Tom Jonard's Mind Time Page

We are all familiar with the measurement of time.  Pick any regularly recurring event and count each cycle.  Cycles of the sun and moon were early and easy to count.  To improve the precision select events that recur more quickly like the swing of a pendulum or the quiver of an atom.  So the flow of time is evenly divided into units and mechanically counted for us by devices we can place or carry just about any where.  Indeed the micro-electronics that control so many devices today so depend on this principle that providing a read out of hours and minutes is both cheap and easy.  So it is that it seems almost as if no gadget can be bought that does not also have a clock.

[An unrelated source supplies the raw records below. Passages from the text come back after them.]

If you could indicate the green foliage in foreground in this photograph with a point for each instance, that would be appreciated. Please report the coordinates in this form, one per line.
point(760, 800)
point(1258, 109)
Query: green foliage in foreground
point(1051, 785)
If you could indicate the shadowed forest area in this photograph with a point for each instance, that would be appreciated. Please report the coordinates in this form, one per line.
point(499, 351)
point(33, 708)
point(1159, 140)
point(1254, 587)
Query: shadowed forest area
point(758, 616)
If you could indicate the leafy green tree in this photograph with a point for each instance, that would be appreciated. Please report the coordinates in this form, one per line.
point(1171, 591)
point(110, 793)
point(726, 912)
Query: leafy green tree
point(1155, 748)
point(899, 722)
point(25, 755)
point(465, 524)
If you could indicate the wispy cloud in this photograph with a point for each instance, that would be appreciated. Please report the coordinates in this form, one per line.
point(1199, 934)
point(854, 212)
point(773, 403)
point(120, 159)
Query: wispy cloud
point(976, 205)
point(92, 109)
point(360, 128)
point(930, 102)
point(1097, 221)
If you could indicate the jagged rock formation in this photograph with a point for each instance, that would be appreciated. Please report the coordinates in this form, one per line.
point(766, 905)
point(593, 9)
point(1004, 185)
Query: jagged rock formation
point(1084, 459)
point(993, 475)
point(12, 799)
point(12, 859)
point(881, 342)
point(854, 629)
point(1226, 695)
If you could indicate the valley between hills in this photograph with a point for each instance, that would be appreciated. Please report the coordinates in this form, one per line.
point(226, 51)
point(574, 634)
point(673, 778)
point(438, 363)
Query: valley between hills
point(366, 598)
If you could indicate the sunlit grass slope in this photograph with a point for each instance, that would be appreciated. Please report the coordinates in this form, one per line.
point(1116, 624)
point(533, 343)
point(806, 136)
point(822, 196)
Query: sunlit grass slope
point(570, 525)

The time we measure is but one form of time.  It is the time of scientists who seek to divide the world into ever smaller pieces to discover its workings.  It is the time of  technology with which we regulate our lives and assure that planes and trains* and we ourselves arrive "on time".  But there is another kind of time.  It is the subjective time of our experience that we have dutifully trained to submit to the regulation of our measurement devices.  Sometimes it seems we have become slave to these devices which were meant to serve us as when we find ourselves resetting all the clocks we own after a power failure.  And in a real sense we have slaved our sense of time to our measurement of it.  As a result we are surprised when that sense asserts itself or when we explore it more closely.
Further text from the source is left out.